Index
Home
About
Blog
From: corbett@lupa.eng.sun.com (Robert Corbett)
Subject: Re: usage of assumed shape and performance on SGI,f90
Date: 05 Aug 1998
Newsgroups: comp.lang.fortran,comp.sys.sgi.admin
In article <35C6A2A6.A696C8DD@guitar.rockefeller.edu>,
Azat Badretdinov <azat@guitar.rockefeller.edu> wrote:
>We were experiencing severe drop in performance of our software after we
>switched from f77 to f90.
>
>The analysis of the origin of this drop lead us to the painful discovery
>that replacement of fixed shape (with constant boundaries) and explicit
>shape (with sizes defined by explicitly passed varaibles) formal array
>arguments by assumed-shape formal arrays arguments lead to 20-fold
>increase of the number of instructions per function in typical
>bottleneck case as detected by pixie-prof suit of programs.
>
>Please help us.
>
>Sincerely,
>
>Azat Badretdinov.
>
> -disclaimer-
> unless stated otherwise, everything in the above message is personal opinion
> and nothing in it is an official statement of molecular simulations inc.
Assumed-shape arrays are inherently slower than explicit-shape or
assumed-size arrays. Twenty-fold increases in the number of
instructions should be unusual, but such increases are by no means
impossible.
Passing explicit-shape or assumed-size array typically consists of
passing a pointer. An assumed-shape array requires passing the extent
and stride for each dimension of the array in addition to the pointer.
Explicit-shape and assumed-size arrays must be contiguous.
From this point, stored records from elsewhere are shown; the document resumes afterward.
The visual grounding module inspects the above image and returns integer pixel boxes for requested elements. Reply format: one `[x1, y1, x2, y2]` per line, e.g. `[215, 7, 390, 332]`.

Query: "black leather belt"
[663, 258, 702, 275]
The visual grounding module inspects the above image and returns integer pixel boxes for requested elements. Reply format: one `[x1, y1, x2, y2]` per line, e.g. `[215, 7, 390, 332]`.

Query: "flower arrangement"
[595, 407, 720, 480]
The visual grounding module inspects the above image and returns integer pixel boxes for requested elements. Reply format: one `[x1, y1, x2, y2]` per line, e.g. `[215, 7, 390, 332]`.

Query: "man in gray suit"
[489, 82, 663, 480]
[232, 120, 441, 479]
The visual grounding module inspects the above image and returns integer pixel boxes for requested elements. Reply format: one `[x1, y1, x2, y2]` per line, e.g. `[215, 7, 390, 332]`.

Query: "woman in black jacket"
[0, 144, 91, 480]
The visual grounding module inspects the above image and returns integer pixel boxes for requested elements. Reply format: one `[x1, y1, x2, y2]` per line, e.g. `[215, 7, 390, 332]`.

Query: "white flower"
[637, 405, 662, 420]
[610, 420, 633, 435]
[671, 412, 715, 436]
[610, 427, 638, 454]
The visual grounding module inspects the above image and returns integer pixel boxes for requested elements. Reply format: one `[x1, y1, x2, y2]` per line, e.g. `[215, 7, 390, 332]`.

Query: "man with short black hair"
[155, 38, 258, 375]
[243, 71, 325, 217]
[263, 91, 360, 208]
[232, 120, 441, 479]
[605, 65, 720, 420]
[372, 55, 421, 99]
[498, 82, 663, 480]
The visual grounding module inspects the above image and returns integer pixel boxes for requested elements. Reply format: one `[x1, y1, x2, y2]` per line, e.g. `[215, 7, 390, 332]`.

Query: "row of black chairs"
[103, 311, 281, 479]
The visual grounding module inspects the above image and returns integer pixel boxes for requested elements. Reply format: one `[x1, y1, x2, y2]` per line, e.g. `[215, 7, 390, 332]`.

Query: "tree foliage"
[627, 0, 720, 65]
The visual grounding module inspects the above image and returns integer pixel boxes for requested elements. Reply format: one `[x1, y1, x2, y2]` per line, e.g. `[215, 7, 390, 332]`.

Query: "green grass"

Compilers
can exploit that requirement with optimizations such as flattening
loop nests and address calculations. Assumed-shape arrays are almost
always contiguous, but the compiler cannot rely on them being
contiguous.
Sincerely,
Bob Corbett
From: Richard Maine <maine@altair.dfrc.nasa.gov>
Newsgroups: comp.lang.fortran
Subject: Re: efficiency of explicit vs. assumed shape arrays
Date: 13 Jul 2000 07:41:46 -0700
"Lonnie Hamm" <hamm@okstate.edu> writes:
> When passing an array to a subroutine, are there any standard assumptions
> that can be made about how the array is passed. Is the address of the first
> element in the array passed or is the array copied in and out, maybe using
> temporary arrays. I suppose this may vary depending upon compiler and
> whether the array is assumed or explicit shaped.
Tim Prince gave what I think to be a pretty good answer here.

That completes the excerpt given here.